According to Hanna, Sweden should study altruistic surrogacy and eventually make legislation to permit this form of surrogacy to prevent people from going abroad. Whether that would make a difference, however, remains to be seen. A 2018 study states that 2 per cent of all global surrogacy agreements are altruistic. The rest is commercial. Ms. Strandhäll wants to stop this “trade in women’s bodies.” According to her, Swedish legislators should take more initiatives to combat surrogacy.
Divided
Other Swedish political parties are also concerned about surrogacy. Indeed, the coalition is divided on the issue. Swedish Christian daily Dagen describes how the Christian Democrats (KD) and the centre-right Moderate Party (M) could not find common ground on the issue during a public debate on Thursday. “It is rare to see government friends M and KD think so diametrically differently on the issue of surrogacy.”
According to Ann-Sofie Thuresson, first vice chairman of the Moderates women’s union, surrogacy should become legal in Sweden.
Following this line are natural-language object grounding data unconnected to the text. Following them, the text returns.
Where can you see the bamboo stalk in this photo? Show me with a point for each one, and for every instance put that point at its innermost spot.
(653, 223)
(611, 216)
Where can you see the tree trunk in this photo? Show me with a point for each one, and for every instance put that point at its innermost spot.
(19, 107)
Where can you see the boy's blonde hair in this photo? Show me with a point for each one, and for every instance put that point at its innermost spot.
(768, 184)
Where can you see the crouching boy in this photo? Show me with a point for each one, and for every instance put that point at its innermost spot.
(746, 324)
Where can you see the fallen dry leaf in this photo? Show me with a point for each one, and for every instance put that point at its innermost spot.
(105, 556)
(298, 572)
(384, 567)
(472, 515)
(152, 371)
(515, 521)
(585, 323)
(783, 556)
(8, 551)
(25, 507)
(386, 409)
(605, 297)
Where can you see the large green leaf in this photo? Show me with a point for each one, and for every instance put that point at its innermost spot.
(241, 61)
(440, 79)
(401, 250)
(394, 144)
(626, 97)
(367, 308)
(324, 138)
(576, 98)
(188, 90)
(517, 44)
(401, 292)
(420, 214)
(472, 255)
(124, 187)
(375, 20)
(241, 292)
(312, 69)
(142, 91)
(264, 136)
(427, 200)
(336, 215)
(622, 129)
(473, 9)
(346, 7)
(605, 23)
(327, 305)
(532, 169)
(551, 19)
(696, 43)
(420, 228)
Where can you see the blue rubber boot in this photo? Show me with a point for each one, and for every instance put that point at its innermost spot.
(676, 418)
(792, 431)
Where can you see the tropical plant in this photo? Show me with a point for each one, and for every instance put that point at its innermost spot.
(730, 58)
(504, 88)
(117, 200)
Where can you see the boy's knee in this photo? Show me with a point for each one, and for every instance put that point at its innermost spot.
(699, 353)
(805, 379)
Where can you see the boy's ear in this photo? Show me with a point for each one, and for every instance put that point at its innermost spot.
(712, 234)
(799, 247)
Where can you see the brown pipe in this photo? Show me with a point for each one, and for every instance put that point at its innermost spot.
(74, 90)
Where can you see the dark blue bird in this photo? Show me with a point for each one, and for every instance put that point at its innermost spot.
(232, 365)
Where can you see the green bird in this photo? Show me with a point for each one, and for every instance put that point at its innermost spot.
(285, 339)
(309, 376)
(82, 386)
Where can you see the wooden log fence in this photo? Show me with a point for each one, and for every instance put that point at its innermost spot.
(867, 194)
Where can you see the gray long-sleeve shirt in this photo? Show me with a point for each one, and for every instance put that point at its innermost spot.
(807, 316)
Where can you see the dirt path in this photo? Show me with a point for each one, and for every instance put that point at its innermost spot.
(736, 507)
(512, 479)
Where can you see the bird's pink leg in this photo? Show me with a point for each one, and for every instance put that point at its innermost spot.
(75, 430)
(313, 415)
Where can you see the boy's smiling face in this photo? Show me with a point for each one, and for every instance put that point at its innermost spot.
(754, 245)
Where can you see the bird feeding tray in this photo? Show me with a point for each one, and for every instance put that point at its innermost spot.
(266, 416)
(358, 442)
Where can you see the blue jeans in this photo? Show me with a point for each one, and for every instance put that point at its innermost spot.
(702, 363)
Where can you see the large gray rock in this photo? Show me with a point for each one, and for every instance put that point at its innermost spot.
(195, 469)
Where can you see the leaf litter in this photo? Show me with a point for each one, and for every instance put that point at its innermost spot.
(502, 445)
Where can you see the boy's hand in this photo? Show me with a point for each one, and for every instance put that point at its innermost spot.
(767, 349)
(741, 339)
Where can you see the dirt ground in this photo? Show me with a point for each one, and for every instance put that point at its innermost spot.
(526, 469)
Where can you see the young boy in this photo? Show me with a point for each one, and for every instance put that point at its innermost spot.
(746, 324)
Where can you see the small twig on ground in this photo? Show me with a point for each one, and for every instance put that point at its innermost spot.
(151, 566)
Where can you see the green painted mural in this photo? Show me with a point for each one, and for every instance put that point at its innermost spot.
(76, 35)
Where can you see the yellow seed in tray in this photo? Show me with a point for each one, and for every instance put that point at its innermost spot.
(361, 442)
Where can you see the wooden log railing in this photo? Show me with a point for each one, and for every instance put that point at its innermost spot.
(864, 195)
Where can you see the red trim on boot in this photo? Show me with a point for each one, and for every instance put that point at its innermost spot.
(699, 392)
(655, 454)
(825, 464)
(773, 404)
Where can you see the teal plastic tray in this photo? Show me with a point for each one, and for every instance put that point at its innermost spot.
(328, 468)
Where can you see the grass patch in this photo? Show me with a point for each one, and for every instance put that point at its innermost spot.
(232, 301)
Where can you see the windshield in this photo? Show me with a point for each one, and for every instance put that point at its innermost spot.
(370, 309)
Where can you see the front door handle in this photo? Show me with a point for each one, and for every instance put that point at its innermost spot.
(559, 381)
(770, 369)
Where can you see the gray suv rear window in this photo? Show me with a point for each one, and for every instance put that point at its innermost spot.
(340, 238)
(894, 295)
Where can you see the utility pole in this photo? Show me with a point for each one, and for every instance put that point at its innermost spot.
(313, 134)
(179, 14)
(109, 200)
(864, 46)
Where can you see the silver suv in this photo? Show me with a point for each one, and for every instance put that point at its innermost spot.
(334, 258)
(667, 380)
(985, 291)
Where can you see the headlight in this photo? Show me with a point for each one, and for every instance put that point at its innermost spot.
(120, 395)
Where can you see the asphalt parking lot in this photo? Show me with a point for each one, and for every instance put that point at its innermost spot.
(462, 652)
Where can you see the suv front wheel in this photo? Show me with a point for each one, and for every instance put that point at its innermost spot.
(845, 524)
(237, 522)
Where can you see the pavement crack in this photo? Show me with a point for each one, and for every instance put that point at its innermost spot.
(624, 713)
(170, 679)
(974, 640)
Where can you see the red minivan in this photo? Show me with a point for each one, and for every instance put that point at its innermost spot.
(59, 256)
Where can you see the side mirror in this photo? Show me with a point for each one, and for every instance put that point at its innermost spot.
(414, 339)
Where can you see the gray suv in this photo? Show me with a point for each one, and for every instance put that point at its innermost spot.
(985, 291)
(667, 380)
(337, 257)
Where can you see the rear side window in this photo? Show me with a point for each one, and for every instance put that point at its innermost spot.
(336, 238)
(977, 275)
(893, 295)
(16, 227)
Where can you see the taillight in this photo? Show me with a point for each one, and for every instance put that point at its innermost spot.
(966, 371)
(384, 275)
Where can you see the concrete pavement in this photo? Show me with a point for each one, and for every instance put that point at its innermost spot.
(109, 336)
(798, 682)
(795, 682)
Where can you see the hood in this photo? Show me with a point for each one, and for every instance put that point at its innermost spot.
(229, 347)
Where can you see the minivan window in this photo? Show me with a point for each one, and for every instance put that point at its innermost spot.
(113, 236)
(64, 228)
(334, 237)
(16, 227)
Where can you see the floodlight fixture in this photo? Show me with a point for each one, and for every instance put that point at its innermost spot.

She argues that women should be allowed to decide over their bodies. “If, as a woman, I want to help a sister, a brother or someone I know carry their child, then I should have the right to do so.” Thuresson wanted to emphasise altruistic surrogacy but did not want to rule out commercial surrogacy entirely.
But what about the children? Christian Carlsson is an MP for KD and highlighted the children’s perspective. He argued that children are not a commodity and pointed to the ethical perspective regarding surrogacy, not least the emotional bonds that form during pregnancy and birth.
However, these arguments do not appeal to Ms. Thuresson, writes Dagen. She believes that the woman, in this case, must have the right to choose and that she, as a mother of three, could consider becoming a surrogate mother if it had been legal in Sweden. Furthermore, she states that the criticism against children becoming commodities is precisely because Swedes are forced to go abroad to have children in this way. It would be better to be able to regulate altruistic surrogacy in Sweden, she says.
Child
The Dutch government is also using the same reasoning. As CNE reported on Friday, the coalition there plans to regulate surrogacy. It wants to do that to prevent “lengthy proceedings” and allow children to “at least legally get a good start.” But the coalition in the Netherlands is also divided on the issue. On Friday afternoon, Mirjam Bikker, group leader of the ruling ChristenUnie, tweeted that for her party, the best interests of the child come first. “Further legal regulation of surrogacy quickly increases the likelihood of abuse,” she said.